Anatomy of an attack: ‘CEO fraud’ caper nets $450,000
Work and pleasure don't mix: Spear phishers target execs who use personal Gmail interchangeably with 'work' email
By Byron Acohido, ThirdCertainty
Core finding: It has become commonplace for senior executives to use free Web mail, especially Gmail, interchangeably with corporate email. This has given rise to a type of scam in which a thief manipulates email accounts. The goal: impersonate an authority figure in order to get a subordinate to do something quickly, without asking questions. The FBI calls this “CEO fraud,” and a surge of these capers has resulted in scammers stealing a stunning $750 million from more than 7,000 U.S. companies from October 2013 through August 2015. In this specific attack, the scammer targets an attorney from a big city in the northeast.
Attack vector: The scammer gathers intelligence about real estate transactions handled by the attorney and drills down on a specific deal in which the law firm is handling the purchase of a $450,000 home for a client. The scammer learns this attorney is in the habit of using his personal Gmail account interchangeably with his law firm’s email. As the transaction approaches the final step, the attorney’s paralegal receives a spoofed email that appears to come from her boss. She instantly follows a directive to cancel a check for $450,000 that she is about to mail, and instead wires the funds into an account designated by the scammer.
More video: Scammers exploit trust in Google’s platform
Distinctive technique: The funds initially get routed to another law firm in the southwest. A subordinate in this law firm also appears to have been spoofed by the scammer to be prepared to move funds once again, this time into an account set up in a U.S. branch office of Sumitomo Bank, a giant global institution with headquarters in Tokyo. “At this point, it is not likely the $450,000 will ever be recovered,” says IDT911 Chief Privacy Officer Eduard Goodman. “Once a transfer like this is made, you can’t really unring that bell.”

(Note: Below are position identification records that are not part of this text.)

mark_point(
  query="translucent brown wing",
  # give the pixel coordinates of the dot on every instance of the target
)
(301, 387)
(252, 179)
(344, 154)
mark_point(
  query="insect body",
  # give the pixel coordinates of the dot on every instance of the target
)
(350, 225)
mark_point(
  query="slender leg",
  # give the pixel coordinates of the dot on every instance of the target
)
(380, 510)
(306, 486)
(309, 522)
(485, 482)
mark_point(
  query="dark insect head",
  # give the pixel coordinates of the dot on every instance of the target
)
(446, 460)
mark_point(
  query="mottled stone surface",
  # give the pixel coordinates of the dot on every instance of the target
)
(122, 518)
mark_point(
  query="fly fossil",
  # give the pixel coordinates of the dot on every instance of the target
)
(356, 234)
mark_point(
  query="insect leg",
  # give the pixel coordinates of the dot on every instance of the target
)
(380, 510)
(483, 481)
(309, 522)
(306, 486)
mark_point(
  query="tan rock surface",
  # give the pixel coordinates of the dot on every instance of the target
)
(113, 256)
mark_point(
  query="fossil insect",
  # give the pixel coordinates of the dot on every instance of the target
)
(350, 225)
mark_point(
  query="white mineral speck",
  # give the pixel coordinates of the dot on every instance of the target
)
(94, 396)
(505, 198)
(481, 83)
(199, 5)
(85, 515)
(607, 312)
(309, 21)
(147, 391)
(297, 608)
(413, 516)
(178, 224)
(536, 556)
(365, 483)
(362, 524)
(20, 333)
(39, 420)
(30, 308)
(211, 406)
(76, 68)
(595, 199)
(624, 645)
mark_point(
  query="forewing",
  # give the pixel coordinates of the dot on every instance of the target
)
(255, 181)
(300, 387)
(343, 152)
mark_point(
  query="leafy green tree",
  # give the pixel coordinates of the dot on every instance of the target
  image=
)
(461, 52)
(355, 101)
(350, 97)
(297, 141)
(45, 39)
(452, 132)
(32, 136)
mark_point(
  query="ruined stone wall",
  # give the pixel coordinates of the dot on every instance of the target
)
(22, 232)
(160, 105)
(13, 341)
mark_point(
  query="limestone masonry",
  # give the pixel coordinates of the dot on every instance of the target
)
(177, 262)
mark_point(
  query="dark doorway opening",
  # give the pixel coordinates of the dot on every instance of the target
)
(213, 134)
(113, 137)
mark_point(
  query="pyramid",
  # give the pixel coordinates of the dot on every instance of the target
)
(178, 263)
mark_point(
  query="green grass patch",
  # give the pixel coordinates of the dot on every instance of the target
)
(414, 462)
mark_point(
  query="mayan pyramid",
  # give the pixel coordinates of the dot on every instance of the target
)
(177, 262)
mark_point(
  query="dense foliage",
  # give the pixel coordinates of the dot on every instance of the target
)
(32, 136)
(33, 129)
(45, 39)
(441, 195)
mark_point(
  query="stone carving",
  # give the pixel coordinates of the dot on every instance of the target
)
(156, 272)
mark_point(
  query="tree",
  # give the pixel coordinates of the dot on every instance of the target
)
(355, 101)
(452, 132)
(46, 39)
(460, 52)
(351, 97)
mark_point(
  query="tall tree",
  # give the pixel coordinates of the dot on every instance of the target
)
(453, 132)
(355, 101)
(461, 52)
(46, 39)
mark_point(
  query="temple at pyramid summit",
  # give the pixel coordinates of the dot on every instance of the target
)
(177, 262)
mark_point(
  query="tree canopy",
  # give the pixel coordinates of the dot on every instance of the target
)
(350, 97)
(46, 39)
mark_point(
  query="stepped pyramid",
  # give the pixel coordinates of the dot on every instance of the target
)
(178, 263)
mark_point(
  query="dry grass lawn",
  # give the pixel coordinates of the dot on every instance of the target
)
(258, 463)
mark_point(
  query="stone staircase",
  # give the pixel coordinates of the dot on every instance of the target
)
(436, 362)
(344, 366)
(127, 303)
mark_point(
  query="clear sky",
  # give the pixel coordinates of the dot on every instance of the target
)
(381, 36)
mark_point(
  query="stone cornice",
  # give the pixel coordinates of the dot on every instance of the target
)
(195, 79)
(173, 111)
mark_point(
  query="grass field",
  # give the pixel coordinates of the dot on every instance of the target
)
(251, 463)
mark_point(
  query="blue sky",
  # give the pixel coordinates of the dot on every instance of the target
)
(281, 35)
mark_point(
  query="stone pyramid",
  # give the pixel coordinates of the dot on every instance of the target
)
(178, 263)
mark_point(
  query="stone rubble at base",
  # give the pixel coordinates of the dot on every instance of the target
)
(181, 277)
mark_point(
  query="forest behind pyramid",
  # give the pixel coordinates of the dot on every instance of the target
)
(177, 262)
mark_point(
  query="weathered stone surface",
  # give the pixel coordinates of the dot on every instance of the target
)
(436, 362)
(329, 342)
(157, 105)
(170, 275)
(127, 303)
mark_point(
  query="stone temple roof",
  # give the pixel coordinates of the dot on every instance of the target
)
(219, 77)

Wider implications: U.S. consumers are well protected by federal law and banks usually will reimburse individual consumers victimized by cyber criminals. However, banks are under no legal obligation to offer any relief to businesses, large or small, that have been tricked like this. The lion’s share of the $750 million lost in documented cases of CEO fraud has most likely been absorbed by the duped business entities.
Infographic: More Americans living with data insecurity
Excerpts from ThirdCertainty’s interview with Goodman. (Answers edited for length and clarity.)

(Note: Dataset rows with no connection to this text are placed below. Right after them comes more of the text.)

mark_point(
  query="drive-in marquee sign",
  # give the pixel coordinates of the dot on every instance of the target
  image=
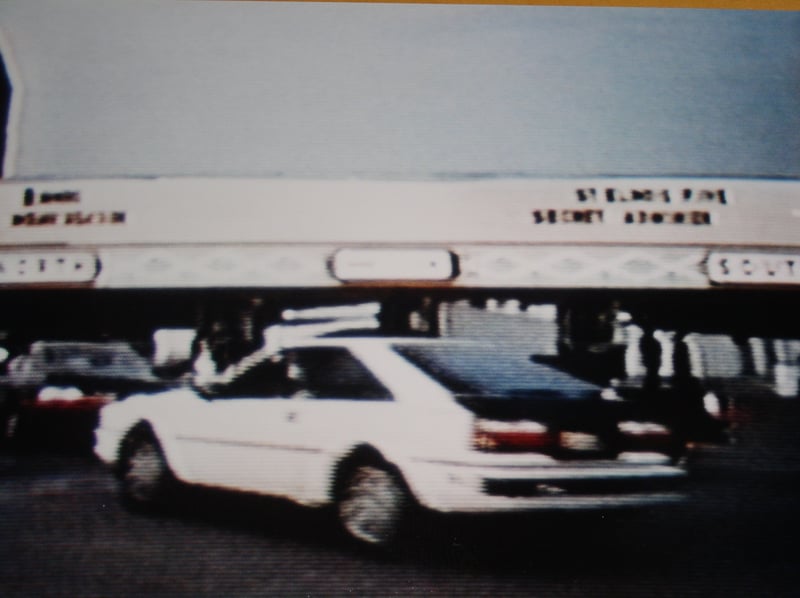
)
(617, 232)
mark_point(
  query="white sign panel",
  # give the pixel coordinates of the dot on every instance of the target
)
(754, 267)
(393, 264)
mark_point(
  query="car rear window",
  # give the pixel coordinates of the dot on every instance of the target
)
(487, 370)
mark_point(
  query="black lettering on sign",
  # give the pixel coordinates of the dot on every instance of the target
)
(695, 217)
(567, 216)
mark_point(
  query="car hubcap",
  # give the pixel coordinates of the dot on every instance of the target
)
(372, 505)
(144, 473)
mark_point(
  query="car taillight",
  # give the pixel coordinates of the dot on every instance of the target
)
(646, 436)
(495, 435)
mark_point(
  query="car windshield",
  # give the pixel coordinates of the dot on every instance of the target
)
(492, 371)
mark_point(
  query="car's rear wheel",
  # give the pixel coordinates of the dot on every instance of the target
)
(146, 479)
(373, 505)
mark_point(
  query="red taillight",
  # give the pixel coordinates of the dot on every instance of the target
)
(493, 435)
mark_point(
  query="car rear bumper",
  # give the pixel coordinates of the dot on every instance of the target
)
(471, 487)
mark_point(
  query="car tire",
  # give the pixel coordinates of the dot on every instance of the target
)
(146, 480)
(373, 505)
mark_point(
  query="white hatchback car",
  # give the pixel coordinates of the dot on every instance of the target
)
(379, 426)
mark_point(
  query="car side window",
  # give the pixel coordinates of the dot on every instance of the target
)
(332, 373)
(264, 380)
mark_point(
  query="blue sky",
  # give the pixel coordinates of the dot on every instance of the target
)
(400, 91)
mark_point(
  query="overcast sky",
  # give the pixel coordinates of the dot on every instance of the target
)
(399, 91)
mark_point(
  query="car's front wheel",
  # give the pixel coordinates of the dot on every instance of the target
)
(146, 479)
(373, 505)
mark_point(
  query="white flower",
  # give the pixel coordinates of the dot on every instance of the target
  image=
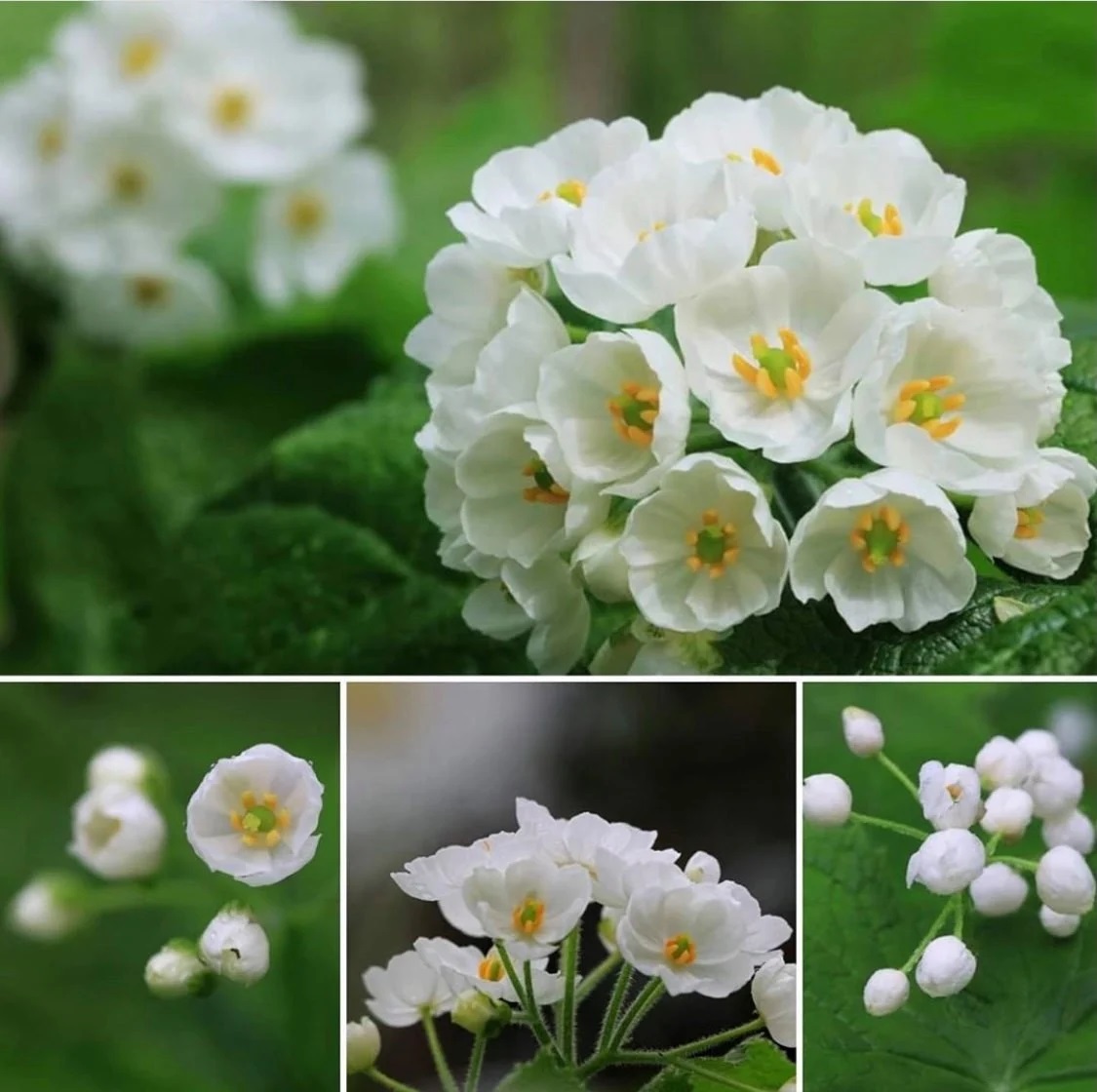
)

3C: Businesses are losing one heck of a lot of money to CEO fraud.
Goodman: Yeah, absolutely. This one was for about $450,000. There is another woman with a ballet company who recently lost about $100,000. It’s significant chunks, let’s put it that way. And because this is happening in a business setting, it’s a little bit different in that your bank won’t stand behind you. It’s caveat emptor. There is no consumer protection. When something like this happens to your business you’re out of luck.
3C: Why aren’t suspicious transactions flagged more often?
Goodman: The government will tend to go after companies for anything that may
have to do with consumer violations. But when businesses impact other businesses, the government doesn’t do a damn thing, even if the victim is a really small business and they’re essentially consumers in and of themselves. Banks have that unfair advantage to say, ‘Well, sorry, should have flagged it, but we just process it for you.’
3C: So by using free Web mail this attorney sort of invited spoofing?
Goodman: He kind of comingled accounts, that’s the thing. He had his law firm’s email, and he also had a personal Gmail account. He would send emails from both accounts. That is something that has become a very common practice. He probably had previously emailed himself something from his actual work account into his Gmail account. This scammer probably got into his Gmail account, and then made the connection to his law firm account.
Then it was off to the races. The paralegal gets the wire transfer request from an email that’s very close to an authentic law firm email except there’s an extra letter in the domain name. It looks very credible.
3C: Could this have been avoided?
Goodman. Yes, by taking the extra 45 seconds to make a phone call. Pick up the phone and verify things instead of getting caught up in the workday.